For Indiana's favorite bleeding-heart columnist, the Indianapolis Star's Dan Carpenter, it probably doesn't get any better than this -- he gets to disparage the military, stick up for the poor, downtrodden homelesss and stick it to less-enlighted Hoosiers, all in the same column:
Welcome to the Crosshairs of America, where you're expected to welcome troops landing in your neighborhood while you're assumed to be terrorized by ragged men asking you for a quarter on a Downtown sidewalk.
The mayoral red carpet laid out to the Marine Corps to conduct war games in our inner city, coupled with the crackdown on the menace of panhandling, underscores a kind of caste mindset that has characterized local leadership since way beyond the duration of my memory.
[. . .]
Even given Mayor Greg Ballard's sentiments as a retired career Marine officer, it's remarkable, to say the least, that City Hall would seize on panhandlers as a public threat while not bothering to forewarn the public that their living space would be subjected to door-to-door assault exercises. Have the expressions "Leave them alone" and "Leave us alone," respectively, not occurred to anyone in the rarefied reaches where Super Bowl packages are put together?
What insufferable twaddle. Dan's probably rooting for the ACLU, which is going to court to accuse the city of being mean to the beggars:
But the American Civil Liberties Union of Indiana said officers are overstepping their bounds, prompting an increase in complaints by the homeless since Ballard announced his initiative in late March. The lawsuit alleges officers told two of the men to move on even though they were soliciting lawfully; some were forced to show identification several times and wait while the officers checked their records.

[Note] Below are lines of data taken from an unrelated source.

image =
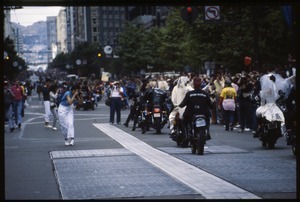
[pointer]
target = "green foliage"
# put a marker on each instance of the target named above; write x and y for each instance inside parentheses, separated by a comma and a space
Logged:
(9, 69)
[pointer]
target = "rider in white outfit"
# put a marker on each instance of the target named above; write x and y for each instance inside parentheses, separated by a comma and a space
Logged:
(183, 86)
(66, 114)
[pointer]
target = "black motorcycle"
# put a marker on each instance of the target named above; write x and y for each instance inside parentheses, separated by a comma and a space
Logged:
(179, 136)
(196, 131)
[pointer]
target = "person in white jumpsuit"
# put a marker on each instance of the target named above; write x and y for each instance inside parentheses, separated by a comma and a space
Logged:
(66, 114)
(183, 86)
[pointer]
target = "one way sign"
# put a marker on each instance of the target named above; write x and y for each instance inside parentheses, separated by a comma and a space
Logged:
(212, 12)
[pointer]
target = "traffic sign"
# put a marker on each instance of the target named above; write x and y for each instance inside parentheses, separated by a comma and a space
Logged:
(212, 12)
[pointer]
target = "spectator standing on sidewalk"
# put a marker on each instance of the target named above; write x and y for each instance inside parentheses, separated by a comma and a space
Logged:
(227, 104)
(219, 84)
(8, 103)
(244, 101)
(46, 98)
(18, 102)
(53, 93)
(66, 114)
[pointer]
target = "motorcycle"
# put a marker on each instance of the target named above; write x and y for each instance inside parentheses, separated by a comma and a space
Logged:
(88, 101)
(155, 118)
(179, 136)
(270, 115)
(158, 118)
(197, 133)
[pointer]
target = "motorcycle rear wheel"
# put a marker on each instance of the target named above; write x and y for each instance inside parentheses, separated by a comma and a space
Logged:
(200, 141)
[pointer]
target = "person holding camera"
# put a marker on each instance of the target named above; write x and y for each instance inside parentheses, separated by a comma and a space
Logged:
(66, 114)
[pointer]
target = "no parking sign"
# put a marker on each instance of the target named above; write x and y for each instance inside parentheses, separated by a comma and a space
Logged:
(212, 12)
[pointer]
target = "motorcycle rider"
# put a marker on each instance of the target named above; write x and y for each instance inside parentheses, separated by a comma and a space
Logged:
(197, 101)
(270, 86)
(177, 95)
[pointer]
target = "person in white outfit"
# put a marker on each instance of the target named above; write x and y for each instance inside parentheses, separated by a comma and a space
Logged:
(177, 96)
(66, 114)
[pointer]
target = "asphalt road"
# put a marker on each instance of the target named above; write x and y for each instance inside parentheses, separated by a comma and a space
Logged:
(39, 166)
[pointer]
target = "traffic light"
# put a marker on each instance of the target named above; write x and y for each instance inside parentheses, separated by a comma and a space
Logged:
(189, 13)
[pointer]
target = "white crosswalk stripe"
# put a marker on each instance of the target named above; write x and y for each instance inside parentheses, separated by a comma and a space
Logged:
(210, 186)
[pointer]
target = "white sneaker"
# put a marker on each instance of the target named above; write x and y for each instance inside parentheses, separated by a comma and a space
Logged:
(67, 143)
(48, 126)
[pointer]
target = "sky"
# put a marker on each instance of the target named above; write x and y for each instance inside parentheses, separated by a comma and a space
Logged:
(29, 15)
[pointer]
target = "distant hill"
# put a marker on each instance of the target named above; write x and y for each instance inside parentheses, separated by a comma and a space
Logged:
(38, 31)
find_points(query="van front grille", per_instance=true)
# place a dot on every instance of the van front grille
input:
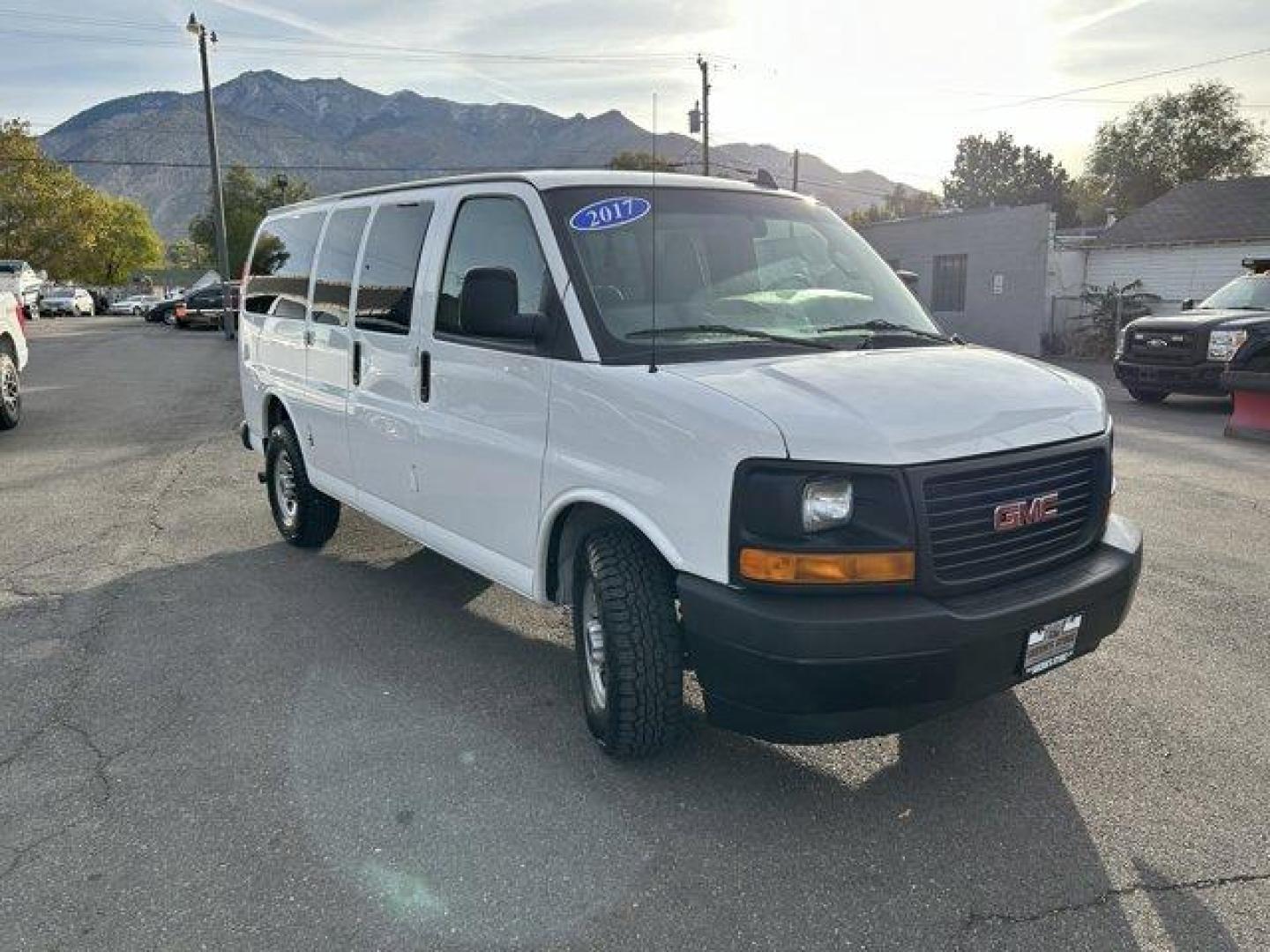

"You and I are allowed to walk down the street without the government forcing us to show who we are," ACLU Legal Director Ken Falk said, adding that two of the men weren't soliciting donations.
Police can go too far. We shouldn't want a return of selectively enforced laws such as those against vagrancy, and we should be concerned about people being stopped and harassed just because they look poor. But the problem is that it's gone too far the other way. The ACLU suit seeks class-action status, which I take as a serious effort to let the bums be as annoying as they want to be.